It’s that time of year again. We’ve been getting more rain lately, and my lawn is not subtle about it. I mow one weekend, and by midweek, the grass is halfway up my shins again. Last year, I expressed my frustrations with how quickly the grass grows. This year, I am trying on a new perspective. I do not want to be frustrated with growth and treat its tending as a strenuous task. Maybe I should be tending to it as a spiritual discipline.
This past month, Easter flowed into Confirmation, Confirmation into Earth Day, and then into the ordination and installation of new elders and deacons. In our first Shaping Our Future Gathering, we also made space to discuss how God uniquely led each of us to ELPC. You may have noticed that with so many opportunities to reflect on God, worship has been full and attendance and engagement in our community life are growing. And although growth can be frustrating at times, what comes with it is the honest, holy work of tending to one another. In this season, we must still make time to grieve with those who have lost loved ones, welcome and celebrate new members and friends, and listen for where the Spirit is pulling us next.

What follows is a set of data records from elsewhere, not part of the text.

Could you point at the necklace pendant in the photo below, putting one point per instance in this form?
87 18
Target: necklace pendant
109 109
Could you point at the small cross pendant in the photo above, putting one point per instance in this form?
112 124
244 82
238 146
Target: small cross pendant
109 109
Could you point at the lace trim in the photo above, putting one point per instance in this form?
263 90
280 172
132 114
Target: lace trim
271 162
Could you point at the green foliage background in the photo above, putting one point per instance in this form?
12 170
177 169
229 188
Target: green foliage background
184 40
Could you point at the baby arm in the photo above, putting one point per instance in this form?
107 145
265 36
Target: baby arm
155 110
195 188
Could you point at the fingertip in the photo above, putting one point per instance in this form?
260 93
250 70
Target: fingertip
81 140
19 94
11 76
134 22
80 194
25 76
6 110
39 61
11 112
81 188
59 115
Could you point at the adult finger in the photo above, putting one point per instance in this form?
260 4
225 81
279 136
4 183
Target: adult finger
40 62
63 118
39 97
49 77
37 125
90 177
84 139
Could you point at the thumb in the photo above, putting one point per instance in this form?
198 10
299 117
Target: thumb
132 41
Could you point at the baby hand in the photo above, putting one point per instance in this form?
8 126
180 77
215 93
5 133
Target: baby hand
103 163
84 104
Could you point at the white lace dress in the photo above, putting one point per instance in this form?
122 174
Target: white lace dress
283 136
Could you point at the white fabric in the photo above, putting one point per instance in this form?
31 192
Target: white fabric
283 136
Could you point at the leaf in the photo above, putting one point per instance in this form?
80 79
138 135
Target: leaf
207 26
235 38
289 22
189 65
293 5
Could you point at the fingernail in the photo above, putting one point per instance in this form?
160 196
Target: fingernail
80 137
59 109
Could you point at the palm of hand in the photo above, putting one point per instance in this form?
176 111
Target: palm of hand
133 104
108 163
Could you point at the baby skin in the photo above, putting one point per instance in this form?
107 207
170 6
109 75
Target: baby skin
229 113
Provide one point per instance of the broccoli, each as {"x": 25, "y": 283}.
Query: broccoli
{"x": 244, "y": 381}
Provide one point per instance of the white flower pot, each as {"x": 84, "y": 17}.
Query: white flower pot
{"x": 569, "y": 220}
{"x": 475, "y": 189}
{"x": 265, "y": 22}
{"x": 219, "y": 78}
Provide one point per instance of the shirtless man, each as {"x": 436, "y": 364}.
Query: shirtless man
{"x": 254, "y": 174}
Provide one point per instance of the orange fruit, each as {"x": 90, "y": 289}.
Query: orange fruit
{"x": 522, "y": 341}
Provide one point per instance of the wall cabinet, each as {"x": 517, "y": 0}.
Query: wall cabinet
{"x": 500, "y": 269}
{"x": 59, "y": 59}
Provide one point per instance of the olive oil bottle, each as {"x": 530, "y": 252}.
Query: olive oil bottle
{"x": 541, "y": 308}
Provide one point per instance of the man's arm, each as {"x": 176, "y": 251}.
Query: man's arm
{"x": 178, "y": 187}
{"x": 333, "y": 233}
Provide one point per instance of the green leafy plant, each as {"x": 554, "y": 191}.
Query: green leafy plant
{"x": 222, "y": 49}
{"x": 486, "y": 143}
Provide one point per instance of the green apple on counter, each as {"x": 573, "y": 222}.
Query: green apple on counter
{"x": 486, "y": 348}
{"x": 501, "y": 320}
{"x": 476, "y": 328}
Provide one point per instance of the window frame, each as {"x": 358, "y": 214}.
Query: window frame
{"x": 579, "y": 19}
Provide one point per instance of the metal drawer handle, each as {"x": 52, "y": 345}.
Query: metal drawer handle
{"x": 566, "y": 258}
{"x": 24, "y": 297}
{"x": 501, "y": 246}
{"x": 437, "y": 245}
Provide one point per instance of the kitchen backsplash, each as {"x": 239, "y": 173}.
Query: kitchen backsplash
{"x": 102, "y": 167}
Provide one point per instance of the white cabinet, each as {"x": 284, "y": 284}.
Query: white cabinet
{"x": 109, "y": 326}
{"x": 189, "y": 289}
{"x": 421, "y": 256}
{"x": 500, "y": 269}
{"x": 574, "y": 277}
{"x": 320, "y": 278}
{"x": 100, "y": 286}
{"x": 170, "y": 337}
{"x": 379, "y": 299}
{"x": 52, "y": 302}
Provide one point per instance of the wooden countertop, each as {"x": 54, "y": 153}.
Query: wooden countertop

It can feel exhausting. It can also feel like a spiritual discipline. Is this not true of our inner lives as well? Even as growth occurs, we must tend to the pruning and watering, the patient attention, the showing up again and again.
The prophet Isaiah offers a promise to a weary and rebuilding people: “You will be like a well-watered garden, like a spring whose waters never fail”—Isaiah 58:11. People of God, although our faithfulness is in the tending, the living water always comes from God. So thank you for the ways you are tending and checking in on the folks in your pew, your neighbor, your church family, your prayer life, and your own soul. May God keep us grounded and growing in this rainier, greener season.